Rassegna Stampa



Martedì 8 marzo 2005

E spunta il naso del poeta: più Cirano che Dante...
Un restauro cambia l'immagine dell'Alighieri


(di Gianni Caverni)

     Un'altra certezza si frantuma lasciandoci sgomenti: il naso di Dante non era aquilino! Non si può stare tranquilli un momento! Giotto, Dorè, Walt Disney, solo per fare 3 nomi hanno ritratto Dante con quel naso. Sarebbe stato un errore?

     «I volti recuperati rivestono straordinario interesse: si tratta delle prime effigi di Dante e Boccaccio impeccabilmente documentate (ancorchè postume)». A scriverlo è Maria Monica Dontao del Dipartimento dei Beni Culturali e dello Spettacolo dell'Università degli Studi di Parma. Sta parlando dei rsti degli affreschi il cui restauro è in via di completamento in quello che fu il palazzo dell'Arte dei Giudici e Notai in cui sta per trasferirsi il ristorante Alle Murate. Sfrattato da via Ghibellina, Umberto Montano, ristoratore, trova questi locali in via del Proconsolo, angolo via dei Pandolfini. Più che dispersi gli affreschi che tanto valore storico sembrano avere, sono stati tranquillamente dimenticati per anni sopra il neon di un qualche esercizio commerciale. Montano ne ha voluto sapere di più e si è impegnato a sostenere il peso non indifferente del costo del restauro: «Si tratta di una cifra molto importante per la quale mi sono indebitato moltissimo» dice con un filo di ironia. «Ora siamo abbastanza vicini alla meta, abbiam costituito un'associazione no-profit, l'Arte dei Giudici e Notai, per gestire quello che sarà diciamo la parte museale della cosa». Insomma, oltre alla normale attività del ristorante sarà possibile, per gruppi di 25 visitatori, vedere attraverso visite guidate gli affreschi da vicino ed apprezzare la qualità.
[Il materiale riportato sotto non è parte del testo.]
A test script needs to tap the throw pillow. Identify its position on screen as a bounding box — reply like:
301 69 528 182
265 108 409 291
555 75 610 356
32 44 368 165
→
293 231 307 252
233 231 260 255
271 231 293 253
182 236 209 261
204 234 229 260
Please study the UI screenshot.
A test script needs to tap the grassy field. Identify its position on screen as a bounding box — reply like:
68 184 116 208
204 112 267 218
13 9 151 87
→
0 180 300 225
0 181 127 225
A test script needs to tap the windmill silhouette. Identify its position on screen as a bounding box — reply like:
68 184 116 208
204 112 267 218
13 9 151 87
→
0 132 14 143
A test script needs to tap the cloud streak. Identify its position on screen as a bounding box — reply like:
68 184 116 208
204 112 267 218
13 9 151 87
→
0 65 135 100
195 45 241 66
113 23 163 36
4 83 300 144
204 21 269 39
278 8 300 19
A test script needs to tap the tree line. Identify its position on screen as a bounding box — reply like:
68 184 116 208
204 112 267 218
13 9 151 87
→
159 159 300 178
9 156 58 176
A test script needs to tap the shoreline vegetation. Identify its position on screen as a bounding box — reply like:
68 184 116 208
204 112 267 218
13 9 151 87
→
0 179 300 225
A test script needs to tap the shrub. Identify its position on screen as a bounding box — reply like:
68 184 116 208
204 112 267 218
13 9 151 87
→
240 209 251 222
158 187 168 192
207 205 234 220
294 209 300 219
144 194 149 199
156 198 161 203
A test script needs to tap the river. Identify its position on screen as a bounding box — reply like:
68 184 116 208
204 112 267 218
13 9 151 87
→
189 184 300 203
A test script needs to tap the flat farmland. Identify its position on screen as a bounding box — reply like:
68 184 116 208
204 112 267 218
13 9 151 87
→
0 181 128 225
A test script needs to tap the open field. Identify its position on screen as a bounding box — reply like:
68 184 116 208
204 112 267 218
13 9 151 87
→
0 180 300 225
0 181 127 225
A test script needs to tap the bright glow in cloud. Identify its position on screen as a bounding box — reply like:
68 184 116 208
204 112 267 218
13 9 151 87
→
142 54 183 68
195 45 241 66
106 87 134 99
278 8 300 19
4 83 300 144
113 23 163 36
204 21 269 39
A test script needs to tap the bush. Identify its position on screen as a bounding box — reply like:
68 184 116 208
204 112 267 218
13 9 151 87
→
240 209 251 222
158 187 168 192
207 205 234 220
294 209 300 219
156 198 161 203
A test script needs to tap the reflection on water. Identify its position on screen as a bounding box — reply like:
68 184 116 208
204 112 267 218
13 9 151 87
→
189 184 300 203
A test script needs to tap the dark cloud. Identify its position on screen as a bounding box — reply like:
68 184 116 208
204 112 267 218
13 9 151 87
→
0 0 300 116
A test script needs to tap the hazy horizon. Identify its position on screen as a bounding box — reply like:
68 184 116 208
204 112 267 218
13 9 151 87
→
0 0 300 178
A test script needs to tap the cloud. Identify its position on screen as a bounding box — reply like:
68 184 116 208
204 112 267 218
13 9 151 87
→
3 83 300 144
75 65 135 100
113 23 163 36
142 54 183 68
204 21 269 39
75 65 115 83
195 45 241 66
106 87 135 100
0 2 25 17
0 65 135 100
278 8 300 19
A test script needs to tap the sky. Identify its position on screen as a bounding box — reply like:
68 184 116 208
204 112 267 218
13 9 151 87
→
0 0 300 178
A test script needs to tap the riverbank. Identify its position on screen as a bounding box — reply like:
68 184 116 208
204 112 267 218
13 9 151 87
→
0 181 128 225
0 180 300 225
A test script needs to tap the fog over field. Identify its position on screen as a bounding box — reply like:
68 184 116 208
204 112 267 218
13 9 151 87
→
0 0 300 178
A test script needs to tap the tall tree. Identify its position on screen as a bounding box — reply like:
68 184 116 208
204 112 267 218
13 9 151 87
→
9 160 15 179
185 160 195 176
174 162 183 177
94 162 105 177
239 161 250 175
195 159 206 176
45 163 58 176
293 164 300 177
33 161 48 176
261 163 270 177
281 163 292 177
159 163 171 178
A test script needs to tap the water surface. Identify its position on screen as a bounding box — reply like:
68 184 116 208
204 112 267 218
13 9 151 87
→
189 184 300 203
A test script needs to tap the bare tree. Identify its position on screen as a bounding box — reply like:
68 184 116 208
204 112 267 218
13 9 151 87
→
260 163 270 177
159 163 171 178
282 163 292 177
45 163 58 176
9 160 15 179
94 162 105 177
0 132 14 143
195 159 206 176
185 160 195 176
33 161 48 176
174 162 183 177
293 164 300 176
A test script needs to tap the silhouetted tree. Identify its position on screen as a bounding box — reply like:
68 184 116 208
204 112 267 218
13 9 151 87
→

     Sulla volta all'incontro fra due crociere c'è una rappresentazione simbolica della città di Firenze, poi al cosiddetta galleria dei poeti nella quale furono ritratti Dante, Petrarca, Zanobi da Strada e Boccaccio. Successivamente furono aggiunti Claudiano, poeta latino allora creduto fiorentino, Coluccio Salutati, Leonardo Bruni, Poggio Bracciolini, e Giannozzo Manetti. Di tutti questi signori è rimasto ben poco, solo Boccaccio e Dante. Ancora gli affreschi non sono visibili, protetti come sono dalle polveri del cantiere ancora in corso.

     Manca l'ultima verifica dunque, quella dal vero. Ma c'è la foto. E in effetti il naso del sommo poeta sembra bello ingombrante si, ma imbarazzatamente diritto. Facciamocene una ragione.